# Question on Proof in Evans' PDEs: Sobolev Inequality

I've currently started to study about Sobolev inequalities and here is Gagliardo-Nirenberg-Sobolev inequality from Evans' book:

I understand the whole proof except for some details I'm about to ask:

1. In $\;(12)\;$ the last inequality results from general Holder inequality for $\;(\int_{\mathbb R} \vert Du(x) \vert\;dy_i)^{\frac{1}{n-1}}\;$. However this inequality states that in generall $\;\int_{\mathbb R} \vert u_{x_1}\dots u_{x_n}\vert \;dx \le (\int_{\mathbb R} {\vert u_{x_1} \vert}^{p_1}\;dx)^{1/{p_1}} \dots (\int_{\mathbb R} {\vert u_{x_n} \vert}^{p_n}\;dx)^{1/{p_n}}\;$. Which are the appropriate $\;p_i\;$ here and why I can't see them?
2. In the first two lines, I don't fully understand why $\;\vert u(x) \vert \le\int_{\mathbb R} \vert Du(x_1,\dots,y_1,\dots,x_n)\;dy_i\;$

Any help would be valuable. Thanks in advance!

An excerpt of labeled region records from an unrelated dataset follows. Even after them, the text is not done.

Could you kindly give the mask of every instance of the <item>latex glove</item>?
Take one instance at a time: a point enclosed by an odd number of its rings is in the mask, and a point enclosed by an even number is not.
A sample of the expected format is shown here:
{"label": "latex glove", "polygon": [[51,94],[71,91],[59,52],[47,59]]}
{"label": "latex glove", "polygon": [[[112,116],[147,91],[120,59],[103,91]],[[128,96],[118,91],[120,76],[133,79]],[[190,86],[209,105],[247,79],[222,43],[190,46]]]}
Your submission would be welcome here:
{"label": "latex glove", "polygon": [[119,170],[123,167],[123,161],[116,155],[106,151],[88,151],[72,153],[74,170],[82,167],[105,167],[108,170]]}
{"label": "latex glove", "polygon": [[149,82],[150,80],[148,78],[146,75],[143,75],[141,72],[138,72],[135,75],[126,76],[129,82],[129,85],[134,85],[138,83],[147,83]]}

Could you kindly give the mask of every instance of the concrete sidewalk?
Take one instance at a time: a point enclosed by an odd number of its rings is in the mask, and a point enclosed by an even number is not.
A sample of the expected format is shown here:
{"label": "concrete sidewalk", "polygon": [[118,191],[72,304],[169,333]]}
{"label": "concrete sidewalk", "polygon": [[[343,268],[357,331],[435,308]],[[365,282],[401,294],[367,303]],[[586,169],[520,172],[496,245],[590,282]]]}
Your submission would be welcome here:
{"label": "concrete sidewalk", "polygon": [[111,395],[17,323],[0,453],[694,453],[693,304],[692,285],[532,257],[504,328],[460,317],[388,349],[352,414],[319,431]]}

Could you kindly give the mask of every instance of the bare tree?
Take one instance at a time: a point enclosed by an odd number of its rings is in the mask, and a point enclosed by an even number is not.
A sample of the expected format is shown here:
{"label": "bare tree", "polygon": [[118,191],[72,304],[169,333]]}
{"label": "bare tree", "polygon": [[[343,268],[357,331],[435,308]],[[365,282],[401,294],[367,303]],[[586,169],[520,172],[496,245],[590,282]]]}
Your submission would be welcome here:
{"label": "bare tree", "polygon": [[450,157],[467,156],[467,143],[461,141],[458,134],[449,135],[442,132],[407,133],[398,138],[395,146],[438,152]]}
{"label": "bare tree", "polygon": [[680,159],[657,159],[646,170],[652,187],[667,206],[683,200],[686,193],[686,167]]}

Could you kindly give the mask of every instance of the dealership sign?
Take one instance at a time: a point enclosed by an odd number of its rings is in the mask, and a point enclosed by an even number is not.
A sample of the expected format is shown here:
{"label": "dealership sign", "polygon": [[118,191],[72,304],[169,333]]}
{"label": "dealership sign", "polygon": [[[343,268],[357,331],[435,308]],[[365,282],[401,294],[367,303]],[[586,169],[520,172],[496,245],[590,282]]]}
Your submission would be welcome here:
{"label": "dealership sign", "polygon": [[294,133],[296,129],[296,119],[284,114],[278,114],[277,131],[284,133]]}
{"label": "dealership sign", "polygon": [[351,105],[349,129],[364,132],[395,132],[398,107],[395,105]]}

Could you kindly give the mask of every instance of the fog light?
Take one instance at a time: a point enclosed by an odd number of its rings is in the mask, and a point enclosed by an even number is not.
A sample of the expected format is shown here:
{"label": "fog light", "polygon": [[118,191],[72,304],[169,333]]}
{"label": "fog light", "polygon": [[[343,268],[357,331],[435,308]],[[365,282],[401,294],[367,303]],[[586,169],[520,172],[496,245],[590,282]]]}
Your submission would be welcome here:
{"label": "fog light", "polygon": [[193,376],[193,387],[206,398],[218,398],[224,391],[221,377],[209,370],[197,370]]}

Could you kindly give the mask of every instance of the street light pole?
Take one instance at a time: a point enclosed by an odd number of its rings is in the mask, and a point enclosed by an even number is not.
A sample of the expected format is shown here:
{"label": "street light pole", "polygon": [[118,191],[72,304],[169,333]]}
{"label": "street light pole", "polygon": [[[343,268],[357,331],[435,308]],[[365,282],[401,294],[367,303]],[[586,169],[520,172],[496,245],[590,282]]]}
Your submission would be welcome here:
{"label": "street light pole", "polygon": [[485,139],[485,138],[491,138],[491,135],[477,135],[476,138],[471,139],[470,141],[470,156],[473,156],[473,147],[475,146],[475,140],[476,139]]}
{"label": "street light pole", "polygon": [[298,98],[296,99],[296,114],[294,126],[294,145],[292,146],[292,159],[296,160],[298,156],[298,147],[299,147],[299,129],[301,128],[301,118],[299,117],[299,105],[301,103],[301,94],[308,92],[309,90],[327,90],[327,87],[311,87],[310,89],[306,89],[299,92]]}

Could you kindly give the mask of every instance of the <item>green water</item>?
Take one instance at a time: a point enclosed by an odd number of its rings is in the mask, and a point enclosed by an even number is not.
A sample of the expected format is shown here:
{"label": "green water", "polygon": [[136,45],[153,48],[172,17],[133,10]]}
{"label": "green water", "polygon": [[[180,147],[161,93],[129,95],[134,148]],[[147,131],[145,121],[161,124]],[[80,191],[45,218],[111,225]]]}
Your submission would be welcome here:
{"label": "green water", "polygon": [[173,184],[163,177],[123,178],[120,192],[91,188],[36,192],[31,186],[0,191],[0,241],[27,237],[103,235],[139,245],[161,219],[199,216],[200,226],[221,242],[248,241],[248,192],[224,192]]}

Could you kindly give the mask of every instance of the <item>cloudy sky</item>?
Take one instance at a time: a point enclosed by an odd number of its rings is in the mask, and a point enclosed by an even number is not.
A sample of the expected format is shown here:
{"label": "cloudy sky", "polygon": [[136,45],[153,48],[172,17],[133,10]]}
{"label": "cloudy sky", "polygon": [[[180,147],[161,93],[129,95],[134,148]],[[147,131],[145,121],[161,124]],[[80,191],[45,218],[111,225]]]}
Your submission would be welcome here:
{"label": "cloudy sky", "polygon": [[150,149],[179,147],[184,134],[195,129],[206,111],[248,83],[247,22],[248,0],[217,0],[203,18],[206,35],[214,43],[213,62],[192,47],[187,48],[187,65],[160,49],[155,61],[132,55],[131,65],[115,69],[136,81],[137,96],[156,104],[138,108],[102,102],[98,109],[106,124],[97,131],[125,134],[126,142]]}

1. There are $n-1$ terms in the application of generalized Holder, $p_1,\dots,p_{n-1}$ and each $p_i=n-1$ for all $i$.
2. The first line is the fundamental theorem of calculus. The second line follows from $|u_{x_i}|\leq |Du|$, and increasing the domain of the integral to the whole real line.